Axonal pathology is a prevalent feature of Alzheimer's disease (AD) and is thought to occur predominantly due to the accumulation of amyloid beta (A beta). However, it remains unclear whether therapeutics geared toward reducing A beta improves axonal deficits. We have previously used Manganese Enhanced MRI to demonstrate that axonal transport deficits occur before plaque formation in the Tg2576 mouse model of Alzheimer's disease. Here we tested whether axonal transport deficits in the Tg2576 mouse model improve in response to the A beta 42 selective lowering agent R-Flurbiprofen (R-F). We demonstrated that in young animals (before A beta plaque formation), R-F treatment reduced A beta 42 levels and coincided with a significant improvement in axonal transport (P = 0.0186).

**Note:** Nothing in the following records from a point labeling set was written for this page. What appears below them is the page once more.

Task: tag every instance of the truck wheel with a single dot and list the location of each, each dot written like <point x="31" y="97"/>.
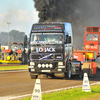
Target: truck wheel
<point x="33" y="76"/>
<point x="68" y="74"/>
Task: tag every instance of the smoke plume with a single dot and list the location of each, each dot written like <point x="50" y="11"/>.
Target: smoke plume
<point x="77" y="12"/>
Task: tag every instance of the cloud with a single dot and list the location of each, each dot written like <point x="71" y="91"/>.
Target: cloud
<point x="21" y="20"/>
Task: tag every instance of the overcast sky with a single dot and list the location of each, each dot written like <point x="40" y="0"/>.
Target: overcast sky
<point x="20" y="13"/>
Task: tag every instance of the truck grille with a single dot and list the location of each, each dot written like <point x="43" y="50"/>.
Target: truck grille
<point x="46" y="56"/>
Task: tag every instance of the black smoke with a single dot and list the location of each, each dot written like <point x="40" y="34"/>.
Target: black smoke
<point x="77" y="12"/>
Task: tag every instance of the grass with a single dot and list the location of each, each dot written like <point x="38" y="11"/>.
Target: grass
<point x="21" y="67"/>
<point x="72" y="94"/>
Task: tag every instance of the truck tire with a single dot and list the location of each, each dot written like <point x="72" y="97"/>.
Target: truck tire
<point x="34" y="76"/>
<point x="68" y="74"/>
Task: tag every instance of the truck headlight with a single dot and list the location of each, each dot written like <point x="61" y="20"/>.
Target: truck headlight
<point x="60" y="63"/>
<point x="32" y="63"/>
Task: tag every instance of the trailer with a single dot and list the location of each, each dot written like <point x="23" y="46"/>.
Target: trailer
<point x="50" y="51"/>
<point x="15" y="54"/>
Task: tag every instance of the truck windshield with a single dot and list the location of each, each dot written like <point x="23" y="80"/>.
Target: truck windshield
<point x="47" y="38"/>
<point x="92" y="37"/>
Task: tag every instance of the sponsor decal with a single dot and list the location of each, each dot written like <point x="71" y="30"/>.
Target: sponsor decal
<point x="75" y="56"/>
<point x="91" y="47"/>
<point x="45" y="49"/>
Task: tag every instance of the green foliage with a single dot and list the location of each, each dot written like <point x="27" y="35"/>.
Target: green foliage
<point x="14" y="36"/>
<point x="72" y="94"/>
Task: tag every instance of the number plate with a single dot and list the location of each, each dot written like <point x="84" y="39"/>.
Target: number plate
<point x="45" y="70"/>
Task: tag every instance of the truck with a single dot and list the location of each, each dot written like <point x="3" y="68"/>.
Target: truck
<point x="50" y="51"/>
<point x="92" y="39"/>
<point x="15" y="54"/>
<point x="91" y="50"/>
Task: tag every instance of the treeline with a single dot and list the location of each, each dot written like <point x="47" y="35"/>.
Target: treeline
<point x="12" y="36"/>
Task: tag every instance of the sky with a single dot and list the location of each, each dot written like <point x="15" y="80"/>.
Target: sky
<point x="21" y="14"/>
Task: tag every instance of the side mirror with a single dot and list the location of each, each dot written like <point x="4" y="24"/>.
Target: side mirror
<point x="25" y="40"/>
<point x="68" y="39"/>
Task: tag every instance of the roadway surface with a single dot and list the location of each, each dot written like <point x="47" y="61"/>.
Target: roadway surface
<point x="20" y="83"/>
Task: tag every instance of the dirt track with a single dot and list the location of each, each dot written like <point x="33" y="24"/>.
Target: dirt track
<point x="20" y="83"/>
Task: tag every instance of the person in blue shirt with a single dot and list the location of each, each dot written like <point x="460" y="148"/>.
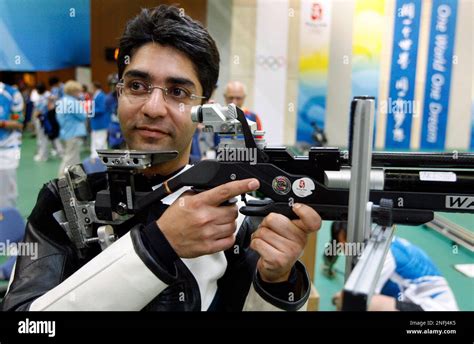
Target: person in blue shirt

However, in older animals (after plaque formation had occurred), we observed that R-F treatment did not reduce A beta 42 levels although we still observed a significant improvement in axonal transport as assessed with MEMRI (P = 0.0329). We then determined that R-F treatment reduced tau hyper-phosphorylation in the older animals. These data indicate that both A beta 42 and tau comprise a role in axonal transport rate deficits in the Tg2576 model of Alzheimer's Disease. Magn Reson Med 65:1423-1429, 2011. (C) 2010 Wiley-Liss, Inc.